The 1898 Season

Spotted Tail and his Family. By Gertrude Käsebier. Photographic History Collection, National Museum of American History, Smithsonian Institution.

William "Buffalo Bill" Cody relied heavily on Native American participants for the success of his show. Tribal chiefs were often reluctant to let their people go, but Buffalo Bill and John M. Burke, Wild West manager, proved persuasive in most cases. (Moses 1996, 26) The federal contract stipulated that the Indians must "obey orders, refrain from all drinking, gambling and fighting." Burke organized Buffalo Bill's Indian Police. The number of Indian "policemen" was chosen depending on the number of Indians traveling with the show each season, a usual ratio being one policeman for every dozen Indians. In any given season of the Wild West, Indian performers normally ranged in number from 100 to 200. Indian policemen, elected from within the ranks of Indian performers, were given badges and paid $10.00 more in wages per month. ("Indians in the Wild West Show: Even When Not Performing They Wear Native Dress," 1901) Chiefs Iron Tail and Short Man were leaders of the Indian police in 1898.

Today, Buffalo Bill Cody's scrapbooks of newspaper clippings from virtually every city visited on the Wild West yearly program provide invaluable references to scholars. Whether in New York, Chicago, or Kansas City, publicists for the show supplied local journalists with updates on the program, and the year's highlights. The 1898 season, corresponding with the making of Gertrude Käsebier's first portraits, was the first to include the Cuban Rough Riders, wounded freedom fighters on furlough awaiting return to battle the Spanish. Their story and their horsemanship rivaled that of the American Indians in popularity with the audience. Many articles in the 1898 scrapbook reference Buffalo Bill's readiness to join the American forces fighting the Spanish-American War as a scout for the Army. He boasts in one article for The World, April 3, 1898, "How I Could Drive the Spaniards From Cuba with 30,000 Indian Braves," acknowledging his respect for Native American skills in warfare. (1898 Buffalo Bill Cody Scrapbook, McCracken Research Library)

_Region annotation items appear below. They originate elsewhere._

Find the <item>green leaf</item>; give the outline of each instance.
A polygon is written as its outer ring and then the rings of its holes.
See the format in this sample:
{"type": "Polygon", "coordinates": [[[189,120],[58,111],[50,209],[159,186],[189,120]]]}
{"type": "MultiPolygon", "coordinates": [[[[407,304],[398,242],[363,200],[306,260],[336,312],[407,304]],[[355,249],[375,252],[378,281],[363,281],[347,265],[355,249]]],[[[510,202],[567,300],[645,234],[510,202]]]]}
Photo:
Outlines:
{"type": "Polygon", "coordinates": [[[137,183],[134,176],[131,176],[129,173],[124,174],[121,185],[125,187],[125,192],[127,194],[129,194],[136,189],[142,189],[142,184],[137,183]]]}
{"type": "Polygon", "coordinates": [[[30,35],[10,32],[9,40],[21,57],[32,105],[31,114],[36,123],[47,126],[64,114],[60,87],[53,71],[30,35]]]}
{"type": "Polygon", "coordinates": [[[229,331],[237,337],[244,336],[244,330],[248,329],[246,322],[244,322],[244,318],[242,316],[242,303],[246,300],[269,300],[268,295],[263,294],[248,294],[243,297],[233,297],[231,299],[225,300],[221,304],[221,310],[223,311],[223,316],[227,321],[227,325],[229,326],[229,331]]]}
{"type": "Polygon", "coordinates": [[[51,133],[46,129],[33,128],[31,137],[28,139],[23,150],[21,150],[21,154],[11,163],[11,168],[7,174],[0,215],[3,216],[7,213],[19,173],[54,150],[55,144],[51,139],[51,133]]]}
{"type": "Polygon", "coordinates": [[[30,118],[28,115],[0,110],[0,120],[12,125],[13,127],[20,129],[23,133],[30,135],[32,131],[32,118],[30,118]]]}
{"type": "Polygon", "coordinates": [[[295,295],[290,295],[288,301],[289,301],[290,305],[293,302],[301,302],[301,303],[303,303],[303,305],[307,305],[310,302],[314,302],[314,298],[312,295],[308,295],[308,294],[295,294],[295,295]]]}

Short Man. By Gertrude Käsebier. Photographic History Collection, National Museum of American History, Smithsonian Institution.

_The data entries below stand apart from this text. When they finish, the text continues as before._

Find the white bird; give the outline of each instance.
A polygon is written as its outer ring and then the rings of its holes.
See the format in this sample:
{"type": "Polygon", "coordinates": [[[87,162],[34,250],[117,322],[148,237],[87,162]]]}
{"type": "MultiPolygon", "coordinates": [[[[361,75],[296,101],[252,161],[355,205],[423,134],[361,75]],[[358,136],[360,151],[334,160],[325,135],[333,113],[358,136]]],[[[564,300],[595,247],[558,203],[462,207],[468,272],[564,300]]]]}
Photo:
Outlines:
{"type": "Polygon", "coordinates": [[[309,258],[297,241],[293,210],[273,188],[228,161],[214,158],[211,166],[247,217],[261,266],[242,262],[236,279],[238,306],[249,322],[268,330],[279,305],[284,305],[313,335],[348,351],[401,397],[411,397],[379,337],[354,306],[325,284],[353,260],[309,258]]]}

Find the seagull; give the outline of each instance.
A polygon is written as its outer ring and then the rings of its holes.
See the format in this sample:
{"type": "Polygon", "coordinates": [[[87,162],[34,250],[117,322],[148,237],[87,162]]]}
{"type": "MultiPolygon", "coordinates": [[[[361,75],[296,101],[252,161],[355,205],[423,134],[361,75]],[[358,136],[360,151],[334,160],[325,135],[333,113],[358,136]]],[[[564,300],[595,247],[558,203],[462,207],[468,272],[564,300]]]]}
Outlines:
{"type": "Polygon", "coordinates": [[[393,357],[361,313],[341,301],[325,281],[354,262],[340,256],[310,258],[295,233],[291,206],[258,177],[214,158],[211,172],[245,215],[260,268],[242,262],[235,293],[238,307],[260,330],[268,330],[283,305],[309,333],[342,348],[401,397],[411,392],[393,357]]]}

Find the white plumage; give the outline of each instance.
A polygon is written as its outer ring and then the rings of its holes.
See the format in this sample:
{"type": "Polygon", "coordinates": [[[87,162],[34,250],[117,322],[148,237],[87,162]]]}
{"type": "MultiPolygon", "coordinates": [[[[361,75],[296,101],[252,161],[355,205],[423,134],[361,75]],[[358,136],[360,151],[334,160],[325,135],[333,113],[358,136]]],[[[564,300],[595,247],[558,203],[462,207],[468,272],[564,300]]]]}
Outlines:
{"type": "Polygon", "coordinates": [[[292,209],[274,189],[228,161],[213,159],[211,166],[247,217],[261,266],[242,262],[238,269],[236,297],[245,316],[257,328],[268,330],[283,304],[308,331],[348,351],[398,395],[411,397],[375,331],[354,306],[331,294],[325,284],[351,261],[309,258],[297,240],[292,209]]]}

The newspaper accounts of the 1898 season of Buffalo Bill's Wild West, much like other years, chronicles attendance logistics and interesting moments along the sixth month tour. Numerous reports focus on the Show Indians and their daily lives and activities while on tour. The New York Journal, April 17, 1898, one week prior to the Indians' visit to Käsebier's studio, announced their appearance in the annual Fifth Avenue Easter Parade, attracting attention in their colorful coats, feathers, blankets, and moccasins. The Baltimore News of May 12, 1898, ran a commentary, "How the Indians and Other People of the Show Live," reporting that "Indians consider it a great privilege to travel with the show and make money." The Indian Police force was described as keeping order among the warriors. Offenders, those who broke established rules, were sent back to the reservation, and another Indian sent as a replacement. Four women and two children traveled with the troupe in 1898. The "wigwam encampment" was set-up in back of the main tents and easily available to visitors. The Indians ate in the large dining tent, served the same food as other performers and workers but, curiously, no desserts, as was their stated preference. The press, like thousands of spectators to the show, was repeatedly fascinated with the apparent ease at which the Show Indians adapted to a theatrical life, and one so far from the Great Plains. (1898 Buffalo Bill Cody Scrapbook, McCracken Research Library)

It was during this season that Gertude Käsebier was fortunate enough to have nine Lakota men sit for her camera in her Brooklyn studio. This initial sitting led to many more portraits and long-lasting friends.